Ican menarik meja itu ke tengah. Tanpa aba-aba dan perintah, beberapa rekan ikut membantu menggeser. Semua paham.

“It’s pingpong time!” tersenyum semua yang hadir.

Setting meja pingpong telah siap, penggaris panjang telah berubah fungsi menjadi net. Ican mencari lawan.

“Siapa yang mau lawan gua!” tantang Ican.

“Yup, sini lawan gua!” salah seorang teman menerima tantangan Ican.

Bermainlah mereka berdua. Seru. Diselingi teriakan jika salah satu berhasil mematikan langkah lawannya. Kami menyaksikan pertandingan itu dari tempat kami duduk. Beberapa siswa mulai berdatangan, mengambil tempat duduk masing-masing. Teman-teman putri yang biasa duduk paling depan terpaksa menunda duduknya, karena meja terdepan telah disulap menjadi arena pingpong.

Tak sadar, waktu belajar semakin dekat, pertandingan pingpong semakin seru, kelas semakin ramai. Hingga tanpa disadari Ican –yang memang membelakangi pintu kelas- Pak Y masuk. Sontak semua siswa kembali duduk, demikian juga lawan pingpong Ican.

“Hei, kok udahan! Ayo main lagi!” alih-alih berhenti bermain dan duduk, Ican malah berteriak menantang lawan.

“Ada apa ini!” menggelegar suara Pak Y, marah.

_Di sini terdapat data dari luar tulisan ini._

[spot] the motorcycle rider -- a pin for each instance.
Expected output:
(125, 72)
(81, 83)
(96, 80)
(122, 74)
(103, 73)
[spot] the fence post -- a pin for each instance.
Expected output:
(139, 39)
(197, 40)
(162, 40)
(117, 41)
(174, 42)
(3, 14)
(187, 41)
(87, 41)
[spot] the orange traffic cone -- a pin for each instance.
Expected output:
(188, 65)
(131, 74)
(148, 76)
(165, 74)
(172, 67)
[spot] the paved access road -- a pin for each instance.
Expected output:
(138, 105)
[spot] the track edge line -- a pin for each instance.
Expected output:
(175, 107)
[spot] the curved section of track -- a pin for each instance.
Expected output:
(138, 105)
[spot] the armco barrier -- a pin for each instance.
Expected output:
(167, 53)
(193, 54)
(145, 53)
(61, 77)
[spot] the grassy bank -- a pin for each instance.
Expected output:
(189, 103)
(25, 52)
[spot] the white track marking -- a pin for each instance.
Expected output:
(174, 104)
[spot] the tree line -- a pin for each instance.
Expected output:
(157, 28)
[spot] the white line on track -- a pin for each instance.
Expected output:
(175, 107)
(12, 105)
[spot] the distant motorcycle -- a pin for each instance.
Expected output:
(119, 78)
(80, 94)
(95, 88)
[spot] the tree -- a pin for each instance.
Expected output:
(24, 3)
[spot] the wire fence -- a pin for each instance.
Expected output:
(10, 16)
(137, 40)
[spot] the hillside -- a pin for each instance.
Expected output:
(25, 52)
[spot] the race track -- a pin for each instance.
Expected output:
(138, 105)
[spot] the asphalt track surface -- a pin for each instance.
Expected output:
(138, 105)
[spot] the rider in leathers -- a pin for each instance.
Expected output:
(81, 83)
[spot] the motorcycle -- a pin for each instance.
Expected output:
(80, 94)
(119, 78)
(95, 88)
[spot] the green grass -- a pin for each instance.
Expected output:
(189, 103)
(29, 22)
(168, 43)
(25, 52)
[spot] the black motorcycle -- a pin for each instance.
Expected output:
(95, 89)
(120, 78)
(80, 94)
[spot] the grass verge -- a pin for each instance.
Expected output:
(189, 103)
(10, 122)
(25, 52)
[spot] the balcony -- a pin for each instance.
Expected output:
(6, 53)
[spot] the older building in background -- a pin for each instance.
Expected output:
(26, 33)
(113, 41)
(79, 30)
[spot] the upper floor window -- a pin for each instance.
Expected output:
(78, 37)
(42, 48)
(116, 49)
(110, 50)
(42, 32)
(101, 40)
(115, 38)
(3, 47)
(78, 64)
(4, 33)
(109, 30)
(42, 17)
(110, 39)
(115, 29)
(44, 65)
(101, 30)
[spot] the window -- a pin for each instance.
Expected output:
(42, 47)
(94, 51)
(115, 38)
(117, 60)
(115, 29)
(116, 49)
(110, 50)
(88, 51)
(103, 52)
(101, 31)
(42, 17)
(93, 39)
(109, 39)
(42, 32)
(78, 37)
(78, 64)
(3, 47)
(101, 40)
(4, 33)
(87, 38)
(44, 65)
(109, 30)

Sontak Ican kaget dan sepintas terlihat wajahnya memucat. Kelas terdiam. Perlahan Ican mundur dan menggeser meja lab dan mengembalikannya ke tempat semula.

“Ini laboratorium, bukan arena pingpong!” bentak Pak Y.

Pak Y adalah guru yang ramah dan baik hati, sangat jarang kami melihatnya marah. Malah mungkin baru kali ini kami melihat beliau marah. Ican tertunduk lesu, bulir keringat menetes di dahinya. Sekilas Ican melirik ke arah kami, minta bantuan mungkin. Kami terdiam, tak bisa membantu, dalam hati kami berkata,

“Sori Can, lu tanggung sendiri aja, ya, jangan bawa-bawa kita!”

Prinsip kami adalah, ketika teman senang kami ikut senang, namun ketika teman sedih, kami pun ikut…senang!

“Maju sini!” bentak Pak Y

Perlahan Ican maju ke tengah kelas.

“Kamu scout jump 20 kali, menghadap tembok! Cepat!” perintah Pak Y.

Scout jump adalah semacam bentuk olahraga dengan cara dua tangan dikaitkan di belakang kepala, kemudian meloncat jongkok berdiri. Scout jump sebenarnya dilakukan dalam konteks olahraga, namun ini pastinya konteks dihukum.

Dimulailah hukuman scout jump itu. Meloncat-loncat dengan tangan dikaitkan di belakang kepala dan menghadap tembok. Kami cekikikan di belakang. Bukan karena hukuman bagi Ican, tapi karena Ican mengenakan jas lab ketika scout jump. Meloncat naik turun, melambai-lambaikan jas labnya. Dari belakang, jika melihat Ican scout jump, mirip sekali jika kita melihat Batman sedang dihukum scout jump. Melambai-lambai sayapnya…


Balikpapan 5 Maret 09 – dipersembahkan untuk seorang sahabat, Ican.